We usually do not realize how tiresome inner work can be. You need to process your pain, face unpleasant realities, re-experience childhood trauma, face fears, place boundaries, or even just permit yourself to feel; all of this takes effort on the part of the brain and the body. Feeling this amount of internal labour, it is natural to be fatigued. It is what the body tells you. I must have time to take in and assimilate what has just happened.
This fatigue is good to be regarded as integration time instead of one seeing it as a setback. Emotional or even physical, just like physical muscle, requires rest after a workout to get stronger; emotional muscles require rest after working with deep feelings.
A significant role is also played by the nervous system. The system temporarily enters a heightened state when emotional breakthrough takes place. Subsequently, it requires a down-regulation phase, a cooling down phase, to re-equilibrize. At this stage, you can be exhausted, uninspired, or sensitive. Not regression, but recalibration.
The tiredness is also an indicator that you have been thinking about something, which might not be in your immediate consciousness. Healing tends to take place in the background. You are not doing nothing, your brain is rearranging old memories, deactivating old feelings, rearranging thinking patterns, but you are not conscious of it. There is an invisible work that consumes energy.

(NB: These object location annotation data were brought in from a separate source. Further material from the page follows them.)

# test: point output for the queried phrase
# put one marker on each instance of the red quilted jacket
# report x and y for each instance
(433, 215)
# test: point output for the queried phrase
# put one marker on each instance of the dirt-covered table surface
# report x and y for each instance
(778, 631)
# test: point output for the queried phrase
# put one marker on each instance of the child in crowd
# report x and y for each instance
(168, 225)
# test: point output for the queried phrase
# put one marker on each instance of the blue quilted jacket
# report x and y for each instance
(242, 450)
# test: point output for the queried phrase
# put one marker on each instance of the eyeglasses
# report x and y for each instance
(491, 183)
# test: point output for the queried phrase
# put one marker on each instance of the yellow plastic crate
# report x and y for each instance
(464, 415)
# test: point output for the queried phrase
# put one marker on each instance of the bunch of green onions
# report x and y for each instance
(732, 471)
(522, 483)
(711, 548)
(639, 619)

It is emotional fatigue that calls on benevolence.
It is telling you to slow down, take a rest, withdraw slowly into yourself, and give your system time to recuperate.
It is not a rest in the healing--it is a healing.
Most individuals attempt to overcome emotional exhaustion by thinking that the harder one works, the sooner he/she will recover. But the truth is the opposite. When you tune in to your body, the healing process will be fast. When you sleep, you become integrated. Your consciousness intensifies when you take a break. As you relax, your inner world rearranges.
You do not have to worry that you are losing out, because of emotional tiredness.
You know you are going through something significant
Once you observe the myth of the linear healing, the zig-zag character of the emotional recovery, and the psychology of it, one thing can be understood:
Healing should not be a smooth affair. It is supposed to feel honest.
It grows as you grow. It pauses when you need rest. It gets sluggish at times of need. When you feel you are at ease, it speeds up. It sinks in the face of some other truth that wants to be mentioned. It is elevated as your inner world is opened. No inconsistency--humanity.
Healing is not an upward line.
Healing is not perfection.
It is not a linear process of healing.
Healing is a process of relationship with oneself, which gets stronger, layer by layer, through brave moments.
The zigzag is not merely a component of the healing.